I'm non-eu citizen(from Georgia) and got a job offer from Spanish company two month ago. the employer already made the request for me at Spanish unemployment service office, so now we need to wait for them to find an appropriate candidate in the country, if they don't, then they look in the EU and if still no success only then I'll be able to be granted work permit and work for that company(at least this is what I know). so I wonder how long all these bureaucratic process might take? 3, 4, 8 months? has anyone gone through this process? could you please give me some insights? :juggle:


----------



## marner (Jul 28, 2012)

anybody here?


----------



## xabiaxica (Jun 23, 2009)

marner said:


> anybody here?


lots of us  

But I don't think that anyone currently using the forum has obtained a work visa - they are as rare as hen's teeth

Does the company have to advertise for a certain period of time within Spain & then within the EU? Maybe ask the HR dept?

You don't say what you do, but unless it's something highly specialised it's unlikely that a work visa would be issued


----------



## marner (Jul 28, 2012)

Im work in IT field. I create 3D assets for next gen video games.
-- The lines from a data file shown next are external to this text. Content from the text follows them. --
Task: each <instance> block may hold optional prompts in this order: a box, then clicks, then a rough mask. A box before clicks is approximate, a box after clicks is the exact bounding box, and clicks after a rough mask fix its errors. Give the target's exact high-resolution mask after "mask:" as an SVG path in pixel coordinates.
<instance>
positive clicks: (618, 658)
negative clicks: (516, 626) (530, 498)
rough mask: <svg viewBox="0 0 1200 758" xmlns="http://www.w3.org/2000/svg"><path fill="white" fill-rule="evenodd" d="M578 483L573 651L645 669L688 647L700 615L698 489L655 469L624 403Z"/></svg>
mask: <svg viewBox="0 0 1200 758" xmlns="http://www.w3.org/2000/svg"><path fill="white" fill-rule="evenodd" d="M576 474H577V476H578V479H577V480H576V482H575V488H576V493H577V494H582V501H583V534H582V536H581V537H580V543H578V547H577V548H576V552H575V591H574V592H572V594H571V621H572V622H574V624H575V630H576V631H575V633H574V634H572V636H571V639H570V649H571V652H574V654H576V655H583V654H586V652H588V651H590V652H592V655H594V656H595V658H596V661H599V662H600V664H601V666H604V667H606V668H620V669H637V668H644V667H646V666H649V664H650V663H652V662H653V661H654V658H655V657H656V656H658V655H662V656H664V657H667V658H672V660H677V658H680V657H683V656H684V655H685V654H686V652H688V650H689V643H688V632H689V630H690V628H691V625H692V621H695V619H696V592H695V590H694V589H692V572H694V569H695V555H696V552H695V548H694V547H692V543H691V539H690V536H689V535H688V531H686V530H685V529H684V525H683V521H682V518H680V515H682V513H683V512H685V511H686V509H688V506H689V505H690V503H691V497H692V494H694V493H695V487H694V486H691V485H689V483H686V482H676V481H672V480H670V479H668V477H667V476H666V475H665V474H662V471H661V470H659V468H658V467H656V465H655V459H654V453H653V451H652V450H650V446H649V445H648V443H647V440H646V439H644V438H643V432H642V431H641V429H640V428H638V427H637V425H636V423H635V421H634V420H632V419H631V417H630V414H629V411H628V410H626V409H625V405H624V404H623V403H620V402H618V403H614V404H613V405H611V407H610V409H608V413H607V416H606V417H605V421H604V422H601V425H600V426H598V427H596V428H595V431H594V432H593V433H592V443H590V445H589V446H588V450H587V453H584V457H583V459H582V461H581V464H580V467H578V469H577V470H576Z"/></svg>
But isn't the company allowed to deny any other applicant if they really want to hire me?


----------



## xabiaxica (Jun 23, 2009)

marner said:


> Im work in IT field. I create 3D assets for next gen video games.
> 
> But isn't the company allowed to deny any other applicant if they really want to hire me?


no they can't refuse to employ anyone who has the same skills as you & doesn't need a work visa

they'd have to prove that you had some skill that no other applicant had


----------



## marner (Jul 28, 2012)

but still, the final decision is on the employer, so let's just hope there won't be any other applicant who could do same things as good as I do


----------



## jojo (Sep 20, 2007)

marner said:


> but still, the final decision is on the employer, so let's just hope there won't be any other applicant who could do same things as good as I do


I suspect they have to justify their decision and of course pay alot of money for a visa, so its probably in their interests to find someone already in Spain. 

Jo xxx


----------



## xabiaxica (Jun 23, 2009)

marner said:


> but still, the final decision is on the employer, so let's just hope there won't be any other applicant who could do same things as good as I do


Not really it isn't. If the visa is refused they can't employ you


----------



## marner (Jul 28, 2012)

Ok, thanks guys for your feedbacks. I'll stay positive and wait for the final decision anyway


----------



## marner (Jul 28, 2012)

Ok, it's been a while since I post this thread but I just got some news from the company and wanted to ask you something...

so the company representative said that the unemployment office already sent one candidate to them and said he is the one they are looking for, but they told me that he is actually architect and has nothing to do with video games industry. that really weird but they resist that the guy has all the necessary skills they need. so now they are fighting with unemployment office to prove that they have send the wrong candidate.

so I was just wondering how many candidates they are allowed to send before they give up and let the employer hire foreign employee?


----------